歳を重ねるなかで、ふと感じることに「老い」というものがあると思います。いつ、どこで、何に「老い」を感じるかは、人によって個人差があると思います。
「もの忘れが多くなった」「手が乾燥して物を思うように扱えなくなった」「食が細くなった」「何をするにも時間がかかるようになった」「やる気がなかなかおこらない」など、身体的・精神的に感じる「老い」には、さまざまあると思います。
「老い」を感じたときは、悲しみ、虚しさ、喪失感、ときには嫌悪感といったようなものが混ざった、何とも表現しがたい気持ちになるのではないでしょうか。

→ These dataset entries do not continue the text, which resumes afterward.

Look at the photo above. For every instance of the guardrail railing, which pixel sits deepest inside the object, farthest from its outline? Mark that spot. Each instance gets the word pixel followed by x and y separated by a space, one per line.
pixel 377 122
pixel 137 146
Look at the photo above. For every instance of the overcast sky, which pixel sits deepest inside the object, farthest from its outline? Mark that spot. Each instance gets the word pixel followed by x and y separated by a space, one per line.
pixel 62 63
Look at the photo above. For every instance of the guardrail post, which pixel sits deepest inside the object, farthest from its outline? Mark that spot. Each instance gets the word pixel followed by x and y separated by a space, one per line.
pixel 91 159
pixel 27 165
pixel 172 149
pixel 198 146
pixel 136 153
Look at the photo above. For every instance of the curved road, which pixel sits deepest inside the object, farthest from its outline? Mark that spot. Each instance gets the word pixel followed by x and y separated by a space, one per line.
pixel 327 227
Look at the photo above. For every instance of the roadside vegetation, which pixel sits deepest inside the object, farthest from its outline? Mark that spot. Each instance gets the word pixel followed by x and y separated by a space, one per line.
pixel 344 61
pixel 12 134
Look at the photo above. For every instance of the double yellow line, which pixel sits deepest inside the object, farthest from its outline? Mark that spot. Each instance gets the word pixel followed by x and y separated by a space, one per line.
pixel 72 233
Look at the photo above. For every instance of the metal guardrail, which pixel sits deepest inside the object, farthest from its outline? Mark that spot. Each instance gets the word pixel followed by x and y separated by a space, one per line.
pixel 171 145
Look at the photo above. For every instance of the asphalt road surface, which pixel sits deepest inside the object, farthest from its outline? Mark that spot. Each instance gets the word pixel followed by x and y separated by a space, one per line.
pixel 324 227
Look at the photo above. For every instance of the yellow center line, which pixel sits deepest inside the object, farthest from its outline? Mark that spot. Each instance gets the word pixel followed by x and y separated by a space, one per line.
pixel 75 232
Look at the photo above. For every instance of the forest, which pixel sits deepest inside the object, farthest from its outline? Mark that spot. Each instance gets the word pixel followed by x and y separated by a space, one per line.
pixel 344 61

「老い」というものを抵抗なく、すんなりと受け入れることができれば何ら問題はないのですが、なかなか素直に受け入れられないのが本当のところでしょう。
そんなときに気持ちを楽にするのに役立つ考え方を、今回は紹介致します。
「老い」はマイナスなことではない
一般的には、「老い」をマイナスなこととして受け止める方が多いと思います。しかし、「老い」はマイナスという発想を逆転させ、プラスに捉え直してみましょう。
そのためには、そもそも「老い」とは何なのかを、いま一度考え直す必要があります。「老い」を辞典等で調べてみると、大きくわけて二つの意味があります。
一つは、身体的に老化することです。
そして、もう一つが家庭、地域、職場などでの社会的変化・退行を伴う現象です。
注目すべきことは、二つ目の意味です。これが「老い」に対する発想の変化に繋がる鍵となります。
どういうことかというと、さまざまな場の社会的変化・退行を「縁熟(えんじゅく)」と理解するのです。
この場合、「えんじゅく」と聞くと、一般的には「円熟」という漢字が当てはめられると思います。「円熟」は、人格・知識・技術などが円満に発達し、豊かな内容をもっていることを意味します。「老い」をプラスに捉える解釈としては、的確な表現だと思います。
しかし、実際の生活においてはそう素直に受け止められない場合が多いのが本音ではないでしょうか。